Friday, December 18, 2009
For the past two days, I am on board a cruise; Star Cruise Virgo. There is really nothing much to help me occupy my time here except browsing through books in the library cabinet and playing the games in the game arcade. I would say the activities that I do on cruise is rather limited and hence, mundane. I could finally not resist the allure of the computer, so I gave in. I have intended to type this new post at home, as the price of surfing the net here is charged by minute. But at least the price is rather reasonable if you don't surf for too long a time.
I was rather disappointed that I could not go out of the cruise to go to Kuala Lumpur yesterday. My parents are still very concern on my well-being even if I go with them. They are worried that my condition will deteriorate again. So initially i thought that it was quite selfish of them to not let me go along with my relatives, but after thinking it through again, it was out of love for me. They do not want me to have a sudden trigger, which could blemish my reputation, since after all my relatives are unaware of what is going on for me. But it is always not safe to keep the skeleton in the cupboard, as finally the cat will be let out of the bag. It is just a matter of time.

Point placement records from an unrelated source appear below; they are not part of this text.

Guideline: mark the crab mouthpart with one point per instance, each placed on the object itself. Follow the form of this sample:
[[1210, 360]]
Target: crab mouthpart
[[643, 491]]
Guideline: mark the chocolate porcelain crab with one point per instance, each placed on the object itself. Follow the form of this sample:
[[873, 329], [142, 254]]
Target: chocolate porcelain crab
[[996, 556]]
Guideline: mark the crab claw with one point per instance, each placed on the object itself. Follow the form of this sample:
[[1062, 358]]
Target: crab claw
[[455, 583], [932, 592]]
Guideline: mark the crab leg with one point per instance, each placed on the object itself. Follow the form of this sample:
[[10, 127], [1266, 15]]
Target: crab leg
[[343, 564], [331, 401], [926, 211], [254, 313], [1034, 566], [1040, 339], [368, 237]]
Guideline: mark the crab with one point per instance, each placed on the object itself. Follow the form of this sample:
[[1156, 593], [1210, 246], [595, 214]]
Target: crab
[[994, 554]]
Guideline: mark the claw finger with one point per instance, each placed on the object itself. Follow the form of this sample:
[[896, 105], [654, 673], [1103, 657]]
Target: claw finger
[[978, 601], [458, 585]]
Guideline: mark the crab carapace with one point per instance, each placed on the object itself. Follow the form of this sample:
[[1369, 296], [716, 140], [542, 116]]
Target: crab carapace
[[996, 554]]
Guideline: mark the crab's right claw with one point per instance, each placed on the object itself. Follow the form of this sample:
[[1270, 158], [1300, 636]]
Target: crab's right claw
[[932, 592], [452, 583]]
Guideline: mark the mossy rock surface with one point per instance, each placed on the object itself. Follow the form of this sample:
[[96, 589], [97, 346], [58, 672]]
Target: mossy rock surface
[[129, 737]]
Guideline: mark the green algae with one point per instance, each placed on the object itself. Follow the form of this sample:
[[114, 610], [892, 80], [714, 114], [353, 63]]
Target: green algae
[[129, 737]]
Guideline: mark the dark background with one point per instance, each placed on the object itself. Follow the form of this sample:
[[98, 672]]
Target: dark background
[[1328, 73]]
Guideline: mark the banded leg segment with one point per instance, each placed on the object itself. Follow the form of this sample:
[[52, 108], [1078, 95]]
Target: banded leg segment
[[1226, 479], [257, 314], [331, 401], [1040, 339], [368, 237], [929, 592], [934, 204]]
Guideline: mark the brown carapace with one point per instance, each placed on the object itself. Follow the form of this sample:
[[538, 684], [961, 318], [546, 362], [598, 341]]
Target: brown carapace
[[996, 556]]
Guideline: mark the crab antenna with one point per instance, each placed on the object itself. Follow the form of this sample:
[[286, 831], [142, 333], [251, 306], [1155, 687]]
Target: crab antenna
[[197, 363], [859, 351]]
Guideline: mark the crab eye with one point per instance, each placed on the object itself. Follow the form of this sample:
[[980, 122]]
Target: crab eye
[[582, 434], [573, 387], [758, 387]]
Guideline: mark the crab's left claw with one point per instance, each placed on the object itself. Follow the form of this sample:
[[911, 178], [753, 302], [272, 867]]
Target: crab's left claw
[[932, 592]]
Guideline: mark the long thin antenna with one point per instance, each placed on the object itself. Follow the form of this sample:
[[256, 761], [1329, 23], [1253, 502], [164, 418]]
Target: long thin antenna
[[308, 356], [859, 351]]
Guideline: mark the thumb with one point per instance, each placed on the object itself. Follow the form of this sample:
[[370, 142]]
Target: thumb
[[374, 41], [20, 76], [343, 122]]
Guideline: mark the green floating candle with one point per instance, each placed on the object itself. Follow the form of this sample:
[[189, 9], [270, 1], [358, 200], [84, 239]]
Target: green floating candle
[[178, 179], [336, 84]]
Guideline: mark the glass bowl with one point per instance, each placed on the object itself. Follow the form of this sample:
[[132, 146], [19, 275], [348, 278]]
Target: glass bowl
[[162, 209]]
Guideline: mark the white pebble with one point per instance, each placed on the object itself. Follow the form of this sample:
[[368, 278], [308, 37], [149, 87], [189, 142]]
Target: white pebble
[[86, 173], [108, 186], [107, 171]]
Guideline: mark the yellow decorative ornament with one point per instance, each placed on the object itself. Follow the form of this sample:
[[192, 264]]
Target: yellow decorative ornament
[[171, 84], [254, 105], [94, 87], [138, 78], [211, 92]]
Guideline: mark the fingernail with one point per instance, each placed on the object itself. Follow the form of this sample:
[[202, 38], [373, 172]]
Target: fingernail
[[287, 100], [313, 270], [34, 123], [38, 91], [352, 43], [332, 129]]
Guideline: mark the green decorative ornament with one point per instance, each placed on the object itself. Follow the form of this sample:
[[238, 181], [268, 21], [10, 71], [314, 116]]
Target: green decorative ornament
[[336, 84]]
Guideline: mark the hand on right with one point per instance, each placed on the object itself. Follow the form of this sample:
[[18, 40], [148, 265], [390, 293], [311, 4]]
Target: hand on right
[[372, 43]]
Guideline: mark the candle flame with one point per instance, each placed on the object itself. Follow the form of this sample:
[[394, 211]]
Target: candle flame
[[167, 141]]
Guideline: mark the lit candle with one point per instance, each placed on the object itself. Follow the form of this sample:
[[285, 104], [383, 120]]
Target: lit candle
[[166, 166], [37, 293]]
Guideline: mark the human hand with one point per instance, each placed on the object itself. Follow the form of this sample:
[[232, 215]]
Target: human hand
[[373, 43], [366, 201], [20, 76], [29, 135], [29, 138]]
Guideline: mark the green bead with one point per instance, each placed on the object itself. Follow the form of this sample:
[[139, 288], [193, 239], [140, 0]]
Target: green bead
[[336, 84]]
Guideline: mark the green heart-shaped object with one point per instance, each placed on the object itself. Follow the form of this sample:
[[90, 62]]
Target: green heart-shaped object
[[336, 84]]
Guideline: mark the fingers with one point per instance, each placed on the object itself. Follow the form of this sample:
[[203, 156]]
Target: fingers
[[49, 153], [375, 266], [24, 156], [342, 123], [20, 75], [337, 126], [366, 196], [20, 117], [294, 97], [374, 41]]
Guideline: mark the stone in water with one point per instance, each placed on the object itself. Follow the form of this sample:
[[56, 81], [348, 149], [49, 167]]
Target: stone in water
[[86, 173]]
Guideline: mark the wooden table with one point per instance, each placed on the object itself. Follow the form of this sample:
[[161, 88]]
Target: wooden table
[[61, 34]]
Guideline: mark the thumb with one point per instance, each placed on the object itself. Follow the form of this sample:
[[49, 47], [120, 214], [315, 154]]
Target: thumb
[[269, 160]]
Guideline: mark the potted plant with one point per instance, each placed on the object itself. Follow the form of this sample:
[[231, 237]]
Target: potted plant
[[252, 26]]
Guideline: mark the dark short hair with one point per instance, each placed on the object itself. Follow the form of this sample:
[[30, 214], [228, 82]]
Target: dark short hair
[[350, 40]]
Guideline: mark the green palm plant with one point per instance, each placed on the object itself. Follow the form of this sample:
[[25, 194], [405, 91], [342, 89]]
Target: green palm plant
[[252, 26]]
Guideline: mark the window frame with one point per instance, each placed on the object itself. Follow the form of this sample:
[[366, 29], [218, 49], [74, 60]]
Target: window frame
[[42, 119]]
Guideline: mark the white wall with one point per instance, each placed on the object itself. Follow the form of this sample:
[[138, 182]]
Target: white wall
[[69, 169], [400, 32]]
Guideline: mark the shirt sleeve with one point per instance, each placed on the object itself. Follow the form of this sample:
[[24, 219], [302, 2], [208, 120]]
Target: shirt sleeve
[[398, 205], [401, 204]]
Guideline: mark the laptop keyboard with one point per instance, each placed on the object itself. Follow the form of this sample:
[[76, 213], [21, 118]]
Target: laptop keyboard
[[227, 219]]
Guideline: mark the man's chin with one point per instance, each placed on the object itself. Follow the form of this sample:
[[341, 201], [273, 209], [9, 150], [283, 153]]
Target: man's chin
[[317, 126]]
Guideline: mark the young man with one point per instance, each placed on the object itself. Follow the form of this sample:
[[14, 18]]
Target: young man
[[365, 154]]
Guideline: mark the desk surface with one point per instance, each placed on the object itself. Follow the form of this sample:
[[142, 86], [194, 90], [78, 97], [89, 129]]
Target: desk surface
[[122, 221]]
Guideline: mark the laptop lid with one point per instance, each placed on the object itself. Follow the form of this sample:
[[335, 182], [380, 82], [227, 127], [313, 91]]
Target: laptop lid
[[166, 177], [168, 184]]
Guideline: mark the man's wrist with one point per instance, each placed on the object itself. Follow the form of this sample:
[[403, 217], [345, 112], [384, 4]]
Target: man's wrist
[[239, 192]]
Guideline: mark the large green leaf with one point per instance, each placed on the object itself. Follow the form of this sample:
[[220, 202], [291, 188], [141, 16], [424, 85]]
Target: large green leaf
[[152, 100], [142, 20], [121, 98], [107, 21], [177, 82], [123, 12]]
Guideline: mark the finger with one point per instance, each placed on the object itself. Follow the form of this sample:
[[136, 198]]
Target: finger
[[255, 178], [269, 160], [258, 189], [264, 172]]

Some people just do not understand what I am going through. They commented that it is because I am not mentally tough enough, which is a myth. If I am not mentally tough, I would end up in a rehab centre already. Somethings are really out of my control, but at least I find that it does not affect me emotionally, but it disturbs me. I felt rather perturbed in the beginning when I got it, but gradually the apprehension vanished. I wish that one day it will all be gone, because I really want to be the old Mark.